PIERRE, S.D. (KELO) — Governor Kristi Noem has decided against reappointing Jacqueline Sly of Rapid City to the South Dakota Board of Education Standards and chose Richard Meyer of Rapid City as the replacement.
That development came to public light Friday during the board’s meeting in Rapid City. There wasn’t any public announcement.
Sly, a retired special-education teacher and former legislator, was the board’s president prior to the removal. Vice president Becky Guffin conducted the meeting Friday. She is superintendent of the Aberdeen school district.
Meyer, a dentist, attended the meeting. He abstained from voting on several sets of updated standards for fine arts and for career and technical education.
Meyer resigned last year from a state workgroup that had proposed new standards for social studies. He expressed support for the governor. The state Department of Education subsequently removed some references to Native Americans from the proposal without notifying workgroup members. Noem eventually scrapped the entire proposal.
In the past year, Noem has used executive orders and legislation to target critical-race theory in South Dakota’s K-12 schools and public higher-education system. Her April 5, 2022, executive order directed the state Department of Education to take various steps to ensure that the department and public schools don’t promote “inherently divisive concepts.”
The governor recently named a new, smaller panel chaired by her chief of staff to propose standards for social studies. The group met in private May 4.
The state board will hold a series of four public hearings after the new group presents its official proposal. The governor appoints the seven board members who serve four-year terms. The board oversees K-12 education in South Dakota.
The previous governor, Dennis Daugaard, appointed Sly to the board. Her first term expired December 31, 2021. She continued to serve after that date passed. State law provides a governor 120 days to reappoint or appoint a replacement. One of Noem’s staff telephoned Sly on April 29 to tell her she wouldn’t be reappointed.

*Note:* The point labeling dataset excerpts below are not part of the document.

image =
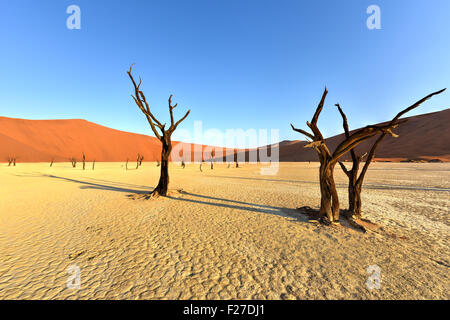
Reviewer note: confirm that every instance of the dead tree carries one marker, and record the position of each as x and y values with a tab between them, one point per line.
164	136
213	153
355	182
138	160
329	203
84	161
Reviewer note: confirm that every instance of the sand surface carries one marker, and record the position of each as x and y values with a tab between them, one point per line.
230	233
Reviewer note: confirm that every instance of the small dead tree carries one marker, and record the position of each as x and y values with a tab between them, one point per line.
138	160
165	135
213	153
329	203
355	182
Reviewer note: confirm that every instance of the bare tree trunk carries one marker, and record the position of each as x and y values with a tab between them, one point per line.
163	184
164	135
355	181
329	203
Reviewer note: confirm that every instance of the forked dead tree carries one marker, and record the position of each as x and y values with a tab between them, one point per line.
354	181
329	203
164	136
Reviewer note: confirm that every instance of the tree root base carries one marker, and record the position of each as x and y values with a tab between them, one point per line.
156	196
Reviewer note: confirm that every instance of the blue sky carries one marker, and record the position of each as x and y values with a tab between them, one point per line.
234	63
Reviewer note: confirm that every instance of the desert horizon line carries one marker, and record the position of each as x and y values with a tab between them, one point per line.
210	145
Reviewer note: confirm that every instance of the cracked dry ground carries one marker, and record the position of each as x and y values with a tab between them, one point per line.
231	233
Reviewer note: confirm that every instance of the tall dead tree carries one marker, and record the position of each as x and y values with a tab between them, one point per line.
213	153
329	203
164	136
355	182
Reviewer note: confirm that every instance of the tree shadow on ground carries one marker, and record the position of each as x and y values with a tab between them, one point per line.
303	214
111	186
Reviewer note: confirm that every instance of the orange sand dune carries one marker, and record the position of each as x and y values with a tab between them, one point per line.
60	140
422	137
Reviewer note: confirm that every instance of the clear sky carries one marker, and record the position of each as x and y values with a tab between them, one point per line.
234	63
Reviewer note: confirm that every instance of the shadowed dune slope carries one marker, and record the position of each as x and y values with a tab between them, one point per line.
422	137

Sly, contacted by telephone Friday, said she was “thankful” to have spent more than 50 years in education as a teacher, legislator and board member. She wished the board luck going forward. She said the governor had followed the law.
KELOLAND News has requested a comment from the governor about the decision.
State Education Secretary Tiffany Sanderson said the social-studies group will meet several more times.
“They are on track to come forward with public comments in August,” Sanderson told the state board Friday. The board would move forward with its hearings after that.
Sly was still listed Friday morning as a board member and its president on the state boards and commissions public website.